Abstract
Background
Loss of synaptic functionality has been recently identified as an early-stage indicator of neurological diseases. Consequently, monitoring changes in synaptic protein levels may be relevant for observing disease evolution or treatment responses in patients. Here, we have studied the relationship between fluid biomarkers of neurodegeneration and synaptic dysfunction in patients with Alzheimer’s disease (AD), frontotemporal dementia (FTD), and subjective cognitive decline (SCD).
Methods
The exploratory cohort consisted of cerebrospinal fluid (CSF) samples (n = 60) from patients diagnosed with AD (n = 20), FTD (n = 20), and SCD (n = 20) from the Amsterdam Dementia Cohort.

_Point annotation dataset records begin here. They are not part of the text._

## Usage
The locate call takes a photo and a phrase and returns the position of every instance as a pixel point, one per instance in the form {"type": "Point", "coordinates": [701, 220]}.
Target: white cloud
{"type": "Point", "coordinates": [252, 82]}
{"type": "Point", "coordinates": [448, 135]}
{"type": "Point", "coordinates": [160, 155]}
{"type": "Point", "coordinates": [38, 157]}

We developed two novel immunoassays for the synaptic proteins synaptosomal-associated protein-25 (SNAP25) and vesicle-associated membrane protein-2 (VAMP2). We measured the levels of these biomarkers in CSF, in addition to neuronal pentraxin-2 (NPTX2), glutamate ionotropic receptor-4 (GluR4), and neurogranin (Ng) for this cohort. All in-house immunoassays were validated and analytically qualified prior to clinical application. CSF neurogranin (Ng) was measured using a commercially available ELISA.
Results
This pilot study indicated that SNAP25, VAMP2, and Ng may not be specific biomarkers for AD as their levels were significantly elevated in patients with both AD and FTD compared to SCD. Moreover, the strength of the correlations between synaptic proteins was lower in the AD and FTD clinical groups compared to SCD. SNAP25, VAMP2, and Ng correlated strongly with each other as well as with total Tau (Tau) and phosphorylated Tau (PTau) in all three clinical groups. However, this correlation was weakened or absent with NPTX2 and GluR4. None of the synaptic proteins correlated to neurofilament light (NfL) in any clinical group.
Conclusion
The correlation of the synaptic biomarkers with CSF Tau and PTau but the lack thereof with NfL implies that distinct pathological pathways may be involved in synaptic versus axonal degeneration. Our results reflect the diversity of synaptic pathology in neurodegenerative dementias.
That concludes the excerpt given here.